While Oregon requires a variety of different types of car insurance there are a few types of coverage that are offered by most Oregon car insurance companies but are not required by law to be purchased as part of a policy. One of the most commonly purchased types of coverage is comprehensive and collision coverage, which serves to financially protect the vehicle owner from physical damage to their vehicle, whether it is from an accident or from an act of nature. Comprehensive and collision coverage is often purchased because it is a required by most lenders on a vehicle that was purchased with financing. Most insurance companies also offer their customers a variety of minor or supplemental forms of coverage, such as road side assistance should the vehicle break down, or out of work insurance in case injuries from an accident cause the policy holder or any passengers to miss time from work.
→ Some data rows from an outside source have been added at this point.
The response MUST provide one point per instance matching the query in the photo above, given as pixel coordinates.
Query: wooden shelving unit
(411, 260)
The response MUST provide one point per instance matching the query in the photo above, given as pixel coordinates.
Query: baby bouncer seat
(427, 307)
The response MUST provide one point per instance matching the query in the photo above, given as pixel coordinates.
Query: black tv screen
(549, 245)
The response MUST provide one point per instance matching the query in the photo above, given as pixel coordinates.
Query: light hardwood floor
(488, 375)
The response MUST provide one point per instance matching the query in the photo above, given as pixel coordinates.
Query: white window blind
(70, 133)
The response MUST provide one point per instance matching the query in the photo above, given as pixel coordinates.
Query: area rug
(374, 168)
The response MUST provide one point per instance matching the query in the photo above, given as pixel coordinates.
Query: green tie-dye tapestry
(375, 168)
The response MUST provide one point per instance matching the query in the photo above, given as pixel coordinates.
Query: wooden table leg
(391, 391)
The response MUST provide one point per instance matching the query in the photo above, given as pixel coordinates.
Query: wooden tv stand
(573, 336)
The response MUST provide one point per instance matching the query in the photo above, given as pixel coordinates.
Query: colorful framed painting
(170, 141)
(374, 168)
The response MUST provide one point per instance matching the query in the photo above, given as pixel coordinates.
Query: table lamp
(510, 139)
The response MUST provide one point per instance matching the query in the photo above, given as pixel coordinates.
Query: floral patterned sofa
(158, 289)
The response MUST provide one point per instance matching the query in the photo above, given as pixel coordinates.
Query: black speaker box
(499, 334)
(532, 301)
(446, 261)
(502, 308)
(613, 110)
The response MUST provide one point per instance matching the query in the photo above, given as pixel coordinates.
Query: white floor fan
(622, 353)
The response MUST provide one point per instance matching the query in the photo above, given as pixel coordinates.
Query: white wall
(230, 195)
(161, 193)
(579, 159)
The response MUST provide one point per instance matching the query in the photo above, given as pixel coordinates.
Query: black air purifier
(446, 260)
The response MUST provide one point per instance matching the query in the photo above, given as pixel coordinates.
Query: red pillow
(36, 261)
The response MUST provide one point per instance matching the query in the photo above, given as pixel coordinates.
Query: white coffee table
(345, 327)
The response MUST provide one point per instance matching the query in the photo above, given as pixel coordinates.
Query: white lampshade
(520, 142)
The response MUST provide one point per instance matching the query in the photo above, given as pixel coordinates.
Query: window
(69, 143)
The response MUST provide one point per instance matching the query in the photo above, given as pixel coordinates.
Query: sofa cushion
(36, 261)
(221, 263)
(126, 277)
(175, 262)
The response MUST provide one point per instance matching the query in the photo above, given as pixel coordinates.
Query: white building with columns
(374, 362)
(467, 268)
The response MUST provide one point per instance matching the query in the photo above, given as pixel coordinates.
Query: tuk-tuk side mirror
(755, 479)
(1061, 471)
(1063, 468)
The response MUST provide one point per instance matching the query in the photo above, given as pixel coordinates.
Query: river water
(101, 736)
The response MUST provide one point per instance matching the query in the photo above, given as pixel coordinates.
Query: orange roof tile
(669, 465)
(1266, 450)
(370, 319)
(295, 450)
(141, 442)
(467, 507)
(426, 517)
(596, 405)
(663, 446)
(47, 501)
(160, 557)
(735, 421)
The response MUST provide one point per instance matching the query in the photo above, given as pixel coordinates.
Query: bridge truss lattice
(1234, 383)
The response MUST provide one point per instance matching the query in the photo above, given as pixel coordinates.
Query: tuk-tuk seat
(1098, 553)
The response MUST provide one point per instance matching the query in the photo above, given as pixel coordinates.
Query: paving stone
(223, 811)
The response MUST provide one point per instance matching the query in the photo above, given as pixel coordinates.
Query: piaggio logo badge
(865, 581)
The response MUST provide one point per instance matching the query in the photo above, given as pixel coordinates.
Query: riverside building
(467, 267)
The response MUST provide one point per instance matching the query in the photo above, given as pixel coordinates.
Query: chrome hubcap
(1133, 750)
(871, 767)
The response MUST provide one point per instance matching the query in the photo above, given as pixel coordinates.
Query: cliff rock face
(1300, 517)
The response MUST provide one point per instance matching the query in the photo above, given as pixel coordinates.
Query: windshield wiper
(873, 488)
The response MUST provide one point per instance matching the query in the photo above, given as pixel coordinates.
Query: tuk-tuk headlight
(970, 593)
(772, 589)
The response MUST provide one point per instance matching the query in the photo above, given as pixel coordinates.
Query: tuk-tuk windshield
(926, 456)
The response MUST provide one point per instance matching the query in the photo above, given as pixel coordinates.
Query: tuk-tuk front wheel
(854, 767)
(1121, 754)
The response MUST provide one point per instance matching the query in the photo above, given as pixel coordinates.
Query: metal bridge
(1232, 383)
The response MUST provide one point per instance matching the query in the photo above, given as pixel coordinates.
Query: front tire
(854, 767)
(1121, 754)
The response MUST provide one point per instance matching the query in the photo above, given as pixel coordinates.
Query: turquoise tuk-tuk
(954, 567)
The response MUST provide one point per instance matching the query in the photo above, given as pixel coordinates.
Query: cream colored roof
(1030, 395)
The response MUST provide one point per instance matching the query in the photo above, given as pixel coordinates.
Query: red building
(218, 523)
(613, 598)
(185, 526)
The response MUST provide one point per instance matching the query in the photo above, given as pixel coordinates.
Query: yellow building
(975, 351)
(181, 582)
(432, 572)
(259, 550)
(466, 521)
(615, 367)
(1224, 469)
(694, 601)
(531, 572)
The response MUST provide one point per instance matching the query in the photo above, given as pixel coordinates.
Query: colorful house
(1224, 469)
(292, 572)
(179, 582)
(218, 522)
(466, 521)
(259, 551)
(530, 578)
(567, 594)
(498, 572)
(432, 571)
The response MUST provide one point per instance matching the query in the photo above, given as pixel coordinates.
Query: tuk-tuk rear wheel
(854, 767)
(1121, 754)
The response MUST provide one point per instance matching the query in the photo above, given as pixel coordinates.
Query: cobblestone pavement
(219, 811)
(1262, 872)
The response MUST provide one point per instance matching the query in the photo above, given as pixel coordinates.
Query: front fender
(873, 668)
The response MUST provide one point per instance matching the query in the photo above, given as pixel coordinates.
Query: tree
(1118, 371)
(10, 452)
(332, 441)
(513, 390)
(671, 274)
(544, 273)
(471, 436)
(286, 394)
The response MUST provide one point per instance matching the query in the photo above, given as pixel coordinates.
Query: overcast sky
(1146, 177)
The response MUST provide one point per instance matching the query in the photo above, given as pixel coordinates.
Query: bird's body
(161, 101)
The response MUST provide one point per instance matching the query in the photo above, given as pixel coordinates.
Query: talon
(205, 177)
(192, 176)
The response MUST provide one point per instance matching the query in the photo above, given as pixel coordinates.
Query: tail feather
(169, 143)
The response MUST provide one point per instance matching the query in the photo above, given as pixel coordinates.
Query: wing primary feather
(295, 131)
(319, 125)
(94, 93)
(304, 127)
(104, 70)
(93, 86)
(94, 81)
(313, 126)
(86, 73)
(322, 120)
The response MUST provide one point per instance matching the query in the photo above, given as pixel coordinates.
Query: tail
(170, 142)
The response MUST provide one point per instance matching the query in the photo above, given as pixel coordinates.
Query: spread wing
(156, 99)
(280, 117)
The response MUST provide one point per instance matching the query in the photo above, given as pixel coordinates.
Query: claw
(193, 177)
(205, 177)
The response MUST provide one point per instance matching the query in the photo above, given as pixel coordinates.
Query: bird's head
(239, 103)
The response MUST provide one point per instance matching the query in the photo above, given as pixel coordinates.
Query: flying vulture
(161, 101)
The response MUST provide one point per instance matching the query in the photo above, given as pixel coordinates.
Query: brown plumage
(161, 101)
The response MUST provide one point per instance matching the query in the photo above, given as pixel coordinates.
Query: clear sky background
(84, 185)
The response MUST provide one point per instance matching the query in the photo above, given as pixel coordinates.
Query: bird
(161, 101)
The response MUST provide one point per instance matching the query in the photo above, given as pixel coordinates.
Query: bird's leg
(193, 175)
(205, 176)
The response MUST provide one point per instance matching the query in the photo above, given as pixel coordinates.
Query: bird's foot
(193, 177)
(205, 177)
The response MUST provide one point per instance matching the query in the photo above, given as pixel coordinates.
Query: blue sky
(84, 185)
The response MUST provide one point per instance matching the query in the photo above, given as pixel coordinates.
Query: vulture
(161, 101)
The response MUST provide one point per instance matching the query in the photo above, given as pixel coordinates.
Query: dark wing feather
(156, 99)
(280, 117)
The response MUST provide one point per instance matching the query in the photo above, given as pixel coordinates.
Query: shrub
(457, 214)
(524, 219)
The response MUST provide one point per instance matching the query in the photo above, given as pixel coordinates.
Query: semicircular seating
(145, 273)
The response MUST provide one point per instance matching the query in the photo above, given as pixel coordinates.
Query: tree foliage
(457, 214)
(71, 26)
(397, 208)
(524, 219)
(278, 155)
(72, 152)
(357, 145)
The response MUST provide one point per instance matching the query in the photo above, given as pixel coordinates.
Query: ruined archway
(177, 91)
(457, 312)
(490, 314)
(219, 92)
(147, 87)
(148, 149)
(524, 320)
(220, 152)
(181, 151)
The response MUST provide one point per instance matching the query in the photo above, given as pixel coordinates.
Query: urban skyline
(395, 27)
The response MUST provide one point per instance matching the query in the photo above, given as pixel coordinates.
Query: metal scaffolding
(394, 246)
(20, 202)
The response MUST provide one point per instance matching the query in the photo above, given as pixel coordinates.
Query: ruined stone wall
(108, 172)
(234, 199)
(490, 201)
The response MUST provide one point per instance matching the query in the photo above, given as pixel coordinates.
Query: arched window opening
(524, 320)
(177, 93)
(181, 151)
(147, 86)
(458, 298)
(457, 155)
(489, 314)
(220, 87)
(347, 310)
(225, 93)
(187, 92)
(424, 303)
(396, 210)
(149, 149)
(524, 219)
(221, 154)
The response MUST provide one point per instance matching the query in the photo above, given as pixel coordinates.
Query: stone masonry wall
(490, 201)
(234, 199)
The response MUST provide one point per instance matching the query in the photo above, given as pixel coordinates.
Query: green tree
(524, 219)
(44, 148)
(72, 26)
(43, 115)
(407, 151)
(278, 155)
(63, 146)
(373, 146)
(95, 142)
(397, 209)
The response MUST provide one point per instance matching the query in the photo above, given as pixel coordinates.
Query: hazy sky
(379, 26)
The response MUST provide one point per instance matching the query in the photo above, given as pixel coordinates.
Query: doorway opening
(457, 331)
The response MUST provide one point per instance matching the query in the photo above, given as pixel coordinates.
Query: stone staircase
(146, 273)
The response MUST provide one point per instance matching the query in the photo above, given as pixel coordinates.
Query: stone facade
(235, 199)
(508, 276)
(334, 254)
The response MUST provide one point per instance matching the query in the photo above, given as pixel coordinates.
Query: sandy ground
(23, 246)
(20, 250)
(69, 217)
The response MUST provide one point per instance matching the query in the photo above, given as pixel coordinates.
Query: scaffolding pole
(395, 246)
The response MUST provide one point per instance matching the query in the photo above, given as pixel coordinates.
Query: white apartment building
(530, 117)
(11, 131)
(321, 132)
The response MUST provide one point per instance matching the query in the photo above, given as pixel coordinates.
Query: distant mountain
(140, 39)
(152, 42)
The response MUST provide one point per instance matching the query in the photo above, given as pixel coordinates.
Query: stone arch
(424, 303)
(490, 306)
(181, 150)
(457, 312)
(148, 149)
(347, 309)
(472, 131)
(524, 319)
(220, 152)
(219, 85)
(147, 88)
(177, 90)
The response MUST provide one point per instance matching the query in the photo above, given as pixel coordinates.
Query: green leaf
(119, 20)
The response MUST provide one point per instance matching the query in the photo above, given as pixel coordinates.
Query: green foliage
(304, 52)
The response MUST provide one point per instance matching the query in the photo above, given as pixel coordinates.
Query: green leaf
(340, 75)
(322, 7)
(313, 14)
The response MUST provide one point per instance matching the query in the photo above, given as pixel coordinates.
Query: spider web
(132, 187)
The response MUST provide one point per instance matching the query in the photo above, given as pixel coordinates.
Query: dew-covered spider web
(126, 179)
In order to make sure state residents are meeting Oregon’s car insurance standards the state has set up a system that allows it to monitor compliance through the Department of Motor Vehicles. Every month the DMV will select a number of vehicles at random every month and requests the name of the insurance carrier and the policy number from the vehicle owner. The DMV then verifies the information provided by the vehicle owner with the insurance company in order to make sure that the vehicle in question satisfies Oregon auto insurance requirements. If a driver is asked to supply their car insurance information and fails to do so they will have their driving privileges suspended by the DMV. If a vehicle owner makes a false claim of insurance to the DMV they will be required to prove compliance with Oregon’s financial responsibility law by filing an AR-22 for up to three years. Failing to show compliance with an SR-22 will also result in the suspension of the vehicle owners driving privileges. In addition to failing to meet the random compliancy checks conducted by the DMV Oregon drivers can also get in trouble for not having auto insurance if they are pulled over or are involved in an accident. If an Oregon resident is caught driving without car insurance they can be charged with a misdemeanor as allowed by state law and will face all penalties that such an offense carrier. Most often these penalties come in the form of a fine or suspension of driving privileges though as a misdemeanor driving without insurance can also be punished with up to three days in jail. A conviction of driving without insurance will result in a compulsory sentence of three days in jail in addition to any other fines or suspension that the court and DMV decide to hand out. Drivers that are involved in an accident but cannot show proof of insurance are susceptible to all of the above mentioned penalties in addition to the state requirement that they maintain future proof of financial responsibility in the form of an SR-22.